#' Logistic Bayesian Lasso for Detecting Rare (and Common) Haplotyptic Association in
#' Population Based Designs
#'
#' \code{LBL} is a Bayesian LASSO method developed to detect association between
#' common/rare haplotypes and dichotomous disease phenotype, based on MCMC algorithm.
#' This function will handle independent case/control study design.
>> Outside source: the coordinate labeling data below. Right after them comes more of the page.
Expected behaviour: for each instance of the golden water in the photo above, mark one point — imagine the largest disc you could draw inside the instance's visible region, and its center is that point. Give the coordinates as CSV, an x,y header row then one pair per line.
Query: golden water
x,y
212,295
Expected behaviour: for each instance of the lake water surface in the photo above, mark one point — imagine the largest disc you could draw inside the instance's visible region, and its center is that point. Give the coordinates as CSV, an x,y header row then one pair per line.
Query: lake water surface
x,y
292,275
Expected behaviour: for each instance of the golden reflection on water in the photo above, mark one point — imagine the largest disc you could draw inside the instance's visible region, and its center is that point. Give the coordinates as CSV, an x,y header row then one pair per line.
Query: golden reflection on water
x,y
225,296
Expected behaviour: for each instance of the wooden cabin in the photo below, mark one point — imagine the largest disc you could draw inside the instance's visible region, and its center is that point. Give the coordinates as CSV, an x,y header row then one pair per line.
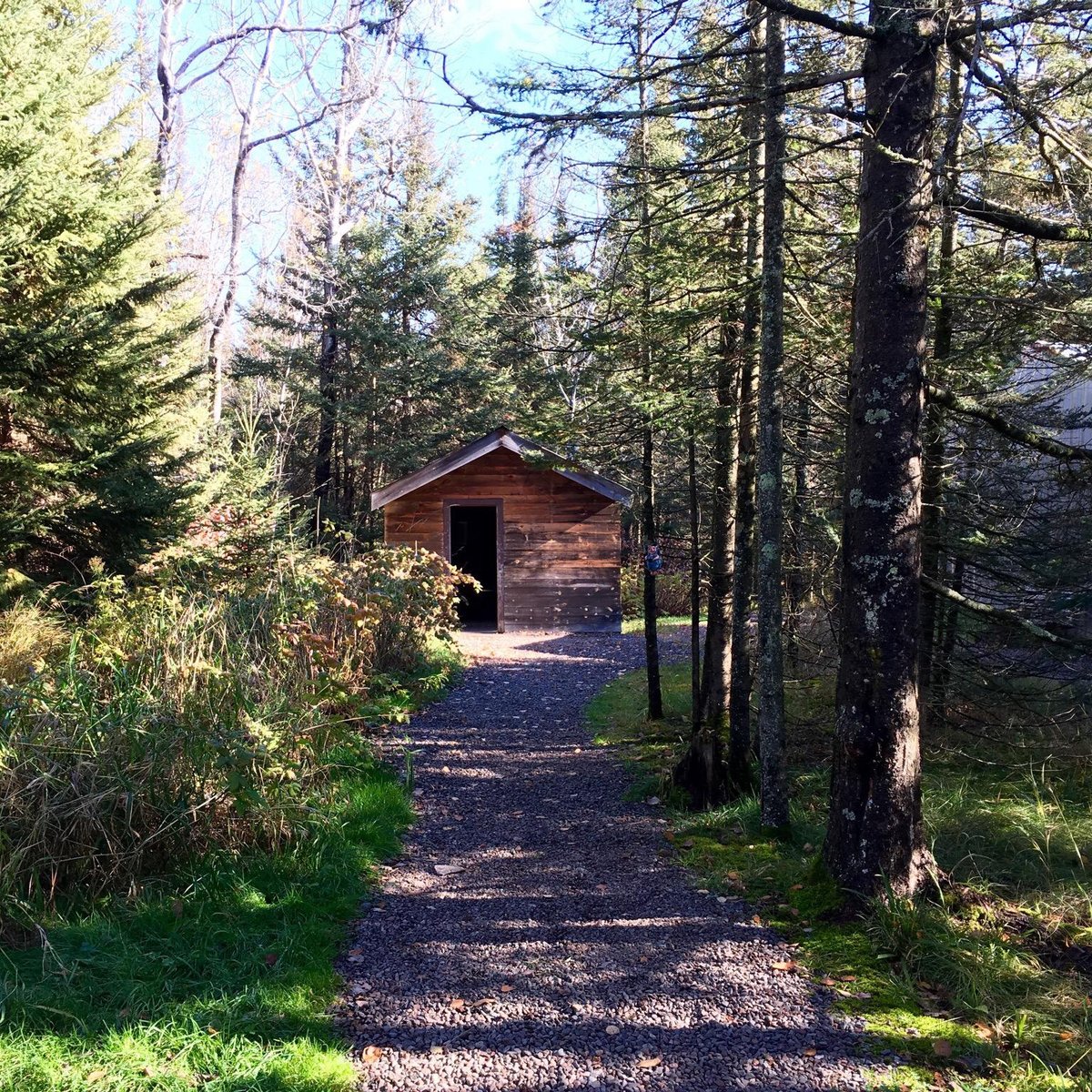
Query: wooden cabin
x,y
541,536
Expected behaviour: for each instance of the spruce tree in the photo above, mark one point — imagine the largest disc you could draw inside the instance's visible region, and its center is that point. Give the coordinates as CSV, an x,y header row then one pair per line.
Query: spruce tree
x,y
88,334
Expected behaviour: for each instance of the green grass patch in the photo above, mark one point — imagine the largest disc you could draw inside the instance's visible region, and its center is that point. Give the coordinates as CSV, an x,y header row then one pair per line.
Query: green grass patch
x,y
983,986
637,625
218,976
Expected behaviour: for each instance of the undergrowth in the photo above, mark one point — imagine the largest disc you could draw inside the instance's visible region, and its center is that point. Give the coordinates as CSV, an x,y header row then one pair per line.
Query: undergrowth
x,y
981,986
194,802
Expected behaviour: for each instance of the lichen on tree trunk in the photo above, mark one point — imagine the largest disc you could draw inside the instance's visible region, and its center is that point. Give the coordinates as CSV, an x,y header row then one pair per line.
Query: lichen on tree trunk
x,y
875,834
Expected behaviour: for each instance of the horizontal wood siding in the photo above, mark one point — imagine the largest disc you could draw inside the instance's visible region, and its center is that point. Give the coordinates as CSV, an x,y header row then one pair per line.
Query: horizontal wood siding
x,y
561,541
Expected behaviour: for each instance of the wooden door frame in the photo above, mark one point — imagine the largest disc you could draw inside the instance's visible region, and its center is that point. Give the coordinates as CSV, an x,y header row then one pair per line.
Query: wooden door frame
x,y
497,503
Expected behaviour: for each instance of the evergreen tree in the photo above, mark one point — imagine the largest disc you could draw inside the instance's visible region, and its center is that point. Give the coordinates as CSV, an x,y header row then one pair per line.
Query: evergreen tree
x,y
88,334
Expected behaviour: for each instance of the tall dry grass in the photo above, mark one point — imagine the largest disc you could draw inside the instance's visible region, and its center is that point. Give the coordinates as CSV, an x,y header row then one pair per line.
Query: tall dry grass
x,y
195,710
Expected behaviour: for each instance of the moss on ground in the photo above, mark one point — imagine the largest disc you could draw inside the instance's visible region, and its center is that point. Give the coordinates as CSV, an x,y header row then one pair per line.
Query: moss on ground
x,y
973,988
219,976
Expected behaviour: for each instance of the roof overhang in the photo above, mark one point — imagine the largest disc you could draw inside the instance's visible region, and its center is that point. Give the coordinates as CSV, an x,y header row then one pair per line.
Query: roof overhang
x,y
511,441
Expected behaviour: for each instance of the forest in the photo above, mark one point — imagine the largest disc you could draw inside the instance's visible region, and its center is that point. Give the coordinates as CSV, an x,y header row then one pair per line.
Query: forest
x,y
808,278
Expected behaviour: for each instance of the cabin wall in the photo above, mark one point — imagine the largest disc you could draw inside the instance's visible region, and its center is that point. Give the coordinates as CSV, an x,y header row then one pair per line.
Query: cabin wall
x,y
561,541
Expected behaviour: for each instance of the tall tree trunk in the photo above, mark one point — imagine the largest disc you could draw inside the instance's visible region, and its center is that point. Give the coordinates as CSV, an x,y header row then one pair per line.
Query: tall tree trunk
x,y
933,473
740,687
649,528
692,468
797,512
874,834
225,307
648,442
771,707
702,771
949,632
716,664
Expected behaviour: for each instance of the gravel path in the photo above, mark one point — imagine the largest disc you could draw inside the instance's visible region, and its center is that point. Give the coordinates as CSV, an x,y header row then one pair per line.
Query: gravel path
x,y
568,953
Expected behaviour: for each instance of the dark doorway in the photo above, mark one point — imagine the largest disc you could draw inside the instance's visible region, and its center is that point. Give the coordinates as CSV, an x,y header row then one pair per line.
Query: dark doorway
x,y
473,531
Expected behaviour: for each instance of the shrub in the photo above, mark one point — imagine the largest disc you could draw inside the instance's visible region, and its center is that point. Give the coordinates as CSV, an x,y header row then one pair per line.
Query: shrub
x,y
28,637
197,709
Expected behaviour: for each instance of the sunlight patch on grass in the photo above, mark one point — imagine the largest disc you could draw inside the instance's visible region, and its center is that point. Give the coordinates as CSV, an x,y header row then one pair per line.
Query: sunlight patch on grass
x,y
960,986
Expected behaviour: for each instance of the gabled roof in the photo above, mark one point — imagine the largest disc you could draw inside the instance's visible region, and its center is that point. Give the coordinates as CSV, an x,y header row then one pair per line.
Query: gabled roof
x,y
498,438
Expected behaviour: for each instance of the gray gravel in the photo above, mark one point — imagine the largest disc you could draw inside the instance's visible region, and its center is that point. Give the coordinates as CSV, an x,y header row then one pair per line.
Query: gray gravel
x,y
571,949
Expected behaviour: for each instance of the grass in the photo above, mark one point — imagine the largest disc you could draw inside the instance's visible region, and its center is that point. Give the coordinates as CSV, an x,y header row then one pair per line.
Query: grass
x,y
637,625
218,976
981,987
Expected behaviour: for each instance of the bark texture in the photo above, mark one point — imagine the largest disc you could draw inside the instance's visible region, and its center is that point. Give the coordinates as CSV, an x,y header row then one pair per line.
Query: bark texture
x,y
740,686
875,834
771,707
716,665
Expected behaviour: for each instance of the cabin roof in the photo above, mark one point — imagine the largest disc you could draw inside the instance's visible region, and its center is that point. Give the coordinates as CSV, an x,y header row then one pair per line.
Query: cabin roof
x,y
498,438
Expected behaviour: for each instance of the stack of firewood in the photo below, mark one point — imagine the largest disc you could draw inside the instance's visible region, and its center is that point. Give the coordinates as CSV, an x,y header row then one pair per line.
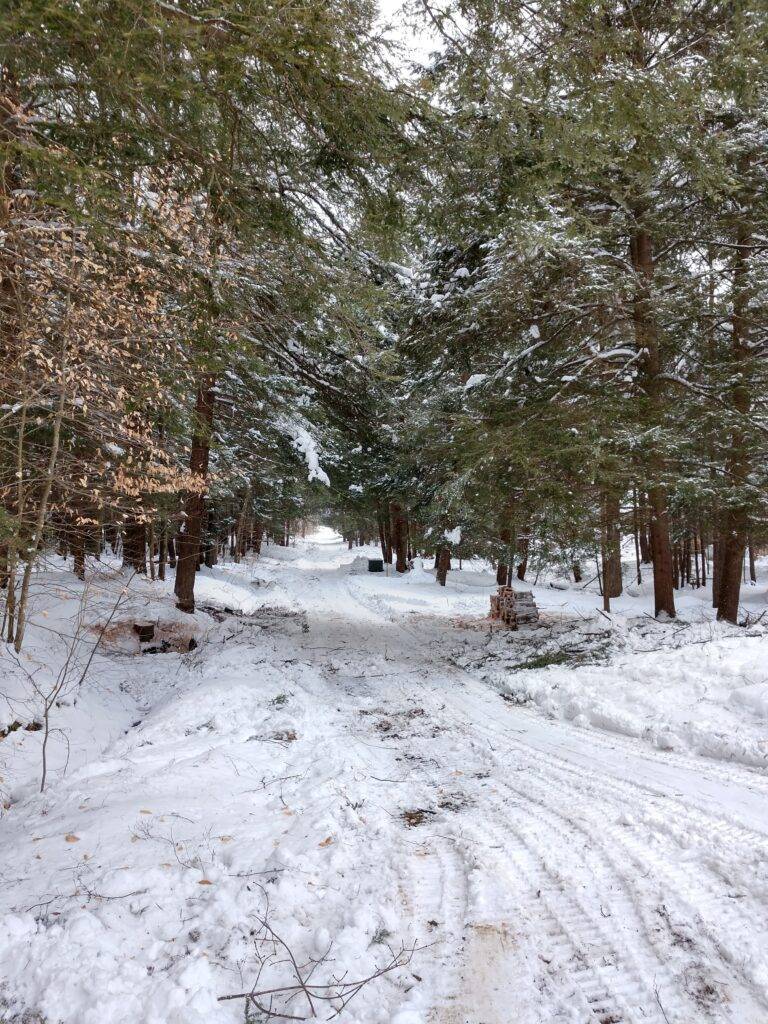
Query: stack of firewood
x,y
513,607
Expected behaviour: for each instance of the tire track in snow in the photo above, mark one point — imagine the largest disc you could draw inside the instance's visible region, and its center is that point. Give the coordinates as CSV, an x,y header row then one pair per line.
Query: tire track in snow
x,y
611,973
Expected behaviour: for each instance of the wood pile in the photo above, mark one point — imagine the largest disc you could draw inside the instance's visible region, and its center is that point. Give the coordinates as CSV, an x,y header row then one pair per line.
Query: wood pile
x,y
514,607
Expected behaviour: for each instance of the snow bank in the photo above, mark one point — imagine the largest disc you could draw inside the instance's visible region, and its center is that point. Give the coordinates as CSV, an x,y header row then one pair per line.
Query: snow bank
x,y
707,696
#' For other types of study designs, see \code{\link{famLBL}} and
#' \code{\link{cLBL}}. This function takes standard pedigree format as input with an individual's
#' genotypes, phenotype and familiar relationships. The input does not allow missing observations, and therefore subjects with
#' missing data are removed. This function returns an object containing posterior
#' samples after the burn-in period.
#'
#' @param data.cac Input data. data.cac should be either a data frame or a matrix,
#' consisting of "n" rows and 6+2*p
#' columns, where n is the number of cases and controls, and p
#' is the number of SNPs. The data should be in standard pedigree format, with
#' the first 6 columns representing the family ID, individual ID, father ID,
#' mother ID, sex, and affection status. The other 2*p columns are genotype
#' data in allelic format, with each allele of a SNP taking up one column.
#' An example can be found in this package under the name \code{"cac"}. For
#' more information about the format, type \code{"?cac"} into R, or see "Linkage Format"
#' section of \url{https://www.broadinstitute.org/haploview/input-file-formats}.
#' Note that since these are independent case-control data, the father ID and mother ID
#' are missing (coded as 0) and each individual has an unique family ID.
#'
#' @param baseline Haplotype to be used for baseline coding; default is the most
#' frequent haplotype according to the initial haplotype frequency estimates.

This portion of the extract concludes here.